Room for One More? Nope

Last week we touched on the importance of night driving restrictions for novice teen drivers. This week we turn our attention to another key component of graduated driver licensing: passenger limits.

Today, the AAA Foundation released a new report,Teen Driver Risk in Relation to Age and Number of Passengers, detailing how much the risk of a teen driver getting into a crash is affected by the number and age of the passengers he or she is carrying. The results largely corroborate the findings of earlier studies that were conducted before many states enacted passenger restrictions as part of their GDL systems.

Compared with driving alone, a 16- or 17-year-old driver carrying one passenger younger than 21 (and with no older passengers) has a 44 percent greater chance of death per mile driven.
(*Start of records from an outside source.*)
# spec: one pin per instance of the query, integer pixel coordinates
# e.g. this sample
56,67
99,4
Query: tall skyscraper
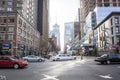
43,21
56,32
101,9
18,27
68,34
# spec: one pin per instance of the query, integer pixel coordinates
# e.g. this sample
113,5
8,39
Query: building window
3,2
19,30
111,21
114,3
117,29
2,28
116,20
9,9
10,3
24,25
118,2
2,36
117,39
11,29
99,2
11,20
111,30
20,22
112,40
10,36
106,3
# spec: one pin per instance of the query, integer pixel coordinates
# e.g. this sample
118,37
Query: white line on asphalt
106,76
47,77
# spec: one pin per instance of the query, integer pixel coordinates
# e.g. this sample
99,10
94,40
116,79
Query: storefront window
11,29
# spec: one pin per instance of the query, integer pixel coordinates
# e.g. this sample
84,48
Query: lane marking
47,77
106,76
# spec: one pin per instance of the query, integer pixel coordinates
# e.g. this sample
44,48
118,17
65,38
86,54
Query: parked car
108,58
63,57
8,61
33,58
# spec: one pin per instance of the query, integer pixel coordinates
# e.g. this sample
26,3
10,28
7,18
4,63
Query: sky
62,11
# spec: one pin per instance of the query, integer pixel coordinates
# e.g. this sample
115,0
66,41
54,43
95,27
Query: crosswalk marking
106,76
48,77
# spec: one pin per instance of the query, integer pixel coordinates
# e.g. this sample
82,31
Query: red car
8,61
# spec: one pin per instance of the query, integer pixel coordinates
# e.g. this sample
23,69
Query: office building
18,27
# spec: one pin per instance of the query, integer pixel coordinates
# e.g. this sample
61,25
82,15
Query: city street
85,69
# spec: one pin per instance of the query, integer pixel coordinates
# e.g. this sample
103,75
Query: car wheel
16,66
107,62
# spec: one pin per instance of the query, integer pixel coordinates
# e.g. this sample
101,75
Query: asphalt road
85,69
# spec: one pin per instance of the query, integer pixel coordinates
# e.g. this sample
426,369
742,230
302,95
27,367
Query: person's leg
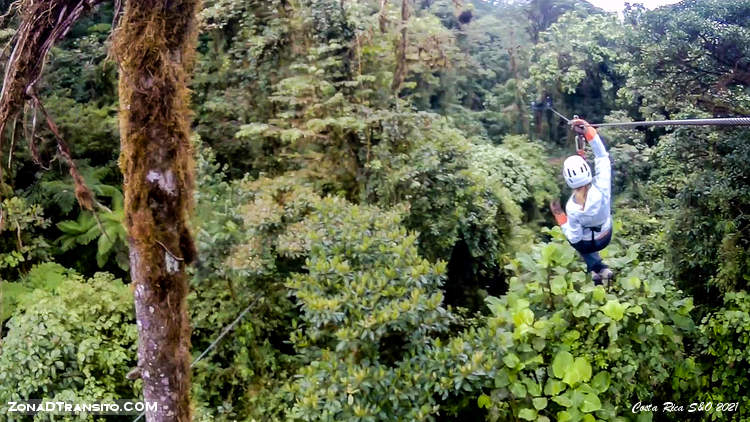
593,261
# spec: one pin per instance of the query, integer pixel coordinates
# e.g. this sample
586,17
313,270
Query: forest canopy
372,181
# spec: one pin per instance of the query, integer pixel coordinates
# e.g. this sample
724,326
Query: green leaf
563,360
527,414
558,285
511,360
590,403
580,371
553,387
524,316
575,298
484,401
632,283
601,381
518,390
532,387
539,403
613,309
563,400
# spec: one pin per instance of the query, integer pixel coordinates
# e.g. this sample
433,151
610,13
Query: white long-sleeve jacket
595,213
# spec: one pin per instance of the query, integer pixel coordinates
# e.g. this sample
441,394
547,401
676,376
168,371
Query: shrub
370,306
558,342
76,341
724,343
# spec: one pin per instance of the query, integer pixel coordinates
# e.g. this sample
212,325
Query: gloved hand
557,211
583,127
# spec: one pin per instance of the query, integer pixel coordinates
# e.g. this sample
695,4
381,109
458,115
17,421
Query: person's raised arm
603,178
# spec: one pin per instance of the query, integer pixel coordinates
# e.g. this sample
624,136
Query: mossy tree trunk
155,45
400,73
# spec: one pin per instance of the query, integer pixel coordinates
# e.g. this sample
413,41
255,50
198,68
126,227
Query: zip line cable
224,332
721,121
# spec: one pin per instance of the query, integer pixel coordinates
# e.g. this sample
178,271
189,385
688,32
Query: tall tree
154,45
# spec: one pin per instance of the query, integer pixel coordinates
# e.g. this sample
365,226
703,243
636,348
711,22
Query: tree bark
382,19
155,46
400,73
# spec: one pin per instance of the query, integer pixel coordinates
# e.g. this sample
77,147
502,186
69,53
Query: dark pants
589,250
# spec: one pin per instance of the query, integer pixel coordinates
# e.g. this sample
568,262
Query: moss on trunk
155,46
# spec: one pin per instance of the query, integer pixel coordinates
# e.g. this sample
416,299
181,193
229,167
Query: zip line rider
588,223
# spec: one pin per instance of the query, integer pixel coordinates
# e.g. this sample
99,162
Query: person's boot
596,277
606,275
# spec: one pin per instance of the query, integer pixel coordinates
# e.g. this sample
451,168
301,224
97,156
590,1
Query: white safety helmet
576,172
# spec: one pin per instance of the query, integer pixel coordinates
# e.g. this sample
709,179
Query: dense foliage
373,186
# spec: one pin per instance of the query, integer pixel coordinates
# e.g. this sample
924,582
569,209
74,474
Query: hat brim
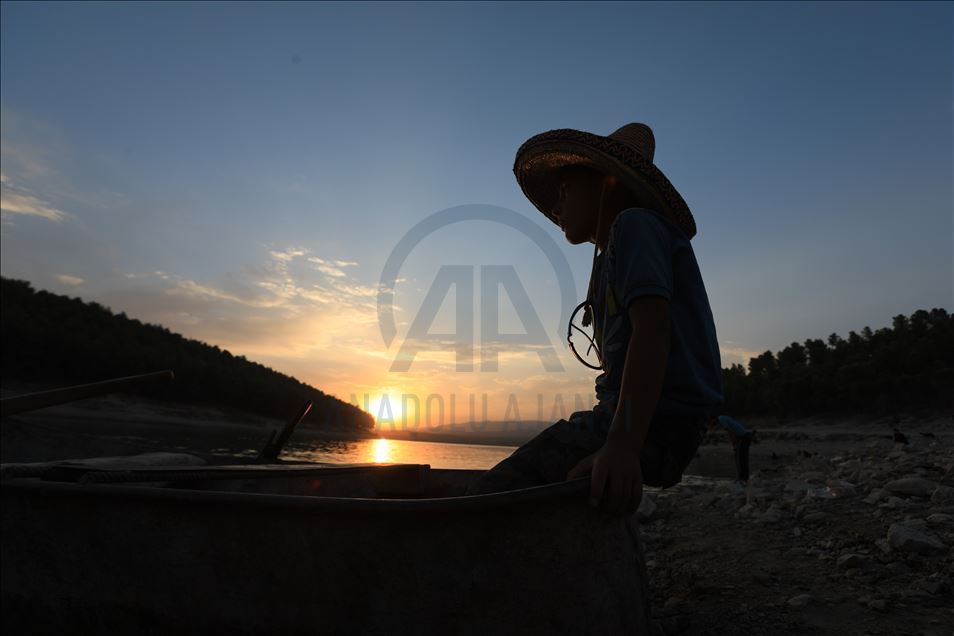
539,159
Having two passengers younger than 21 doubles the risk of death, compared with driving alone. Carrying three or more young passengers quadruples the risk of death.

In contrast, a 16- or 17-year-old driver’s risk of death per mile driven is reduced 62 percent when driving with an adult aged 35 or older.

These startling numbers point to two things. First, they highlight how important it is that states have worked to enact passenger limits for novice teen drivers. Currently, 45 states and the District of Columbia have such restrictions in place, though many of these do allow one teen peer to be in the vehicle. Second, they serve as a strong reminder of the protective influence that adult passengers have on teen drivers, and the benefits of parents continuing to drive with their teens even after the learner’s permit phase has ended.

Other Foundation research has also touched on the issue of teens with passengers. Our recent naturalistic study of teen distracted driving found that loud conversation and horseplay were more than twice as likely to occur when teens drove with multiple teen passengers compared to when only one teen passenger was present. These were also among the riskiest distracting conditions for teen drivers: serious incidents, for example, were six times more likely to occur when there was loud conversation in the vehicle.

As teens gear up for prom, graduation, end-of-year parties, and summer vacation, the temptation to pile friends into the car and hit the open road is going to rise with the temperature. But since the risk of driver death also rises with each additional passenger, we take this opportunity to remind everybody of the importance of passenger restrictions, and the right parents have to set their own – even if their state hasn’t.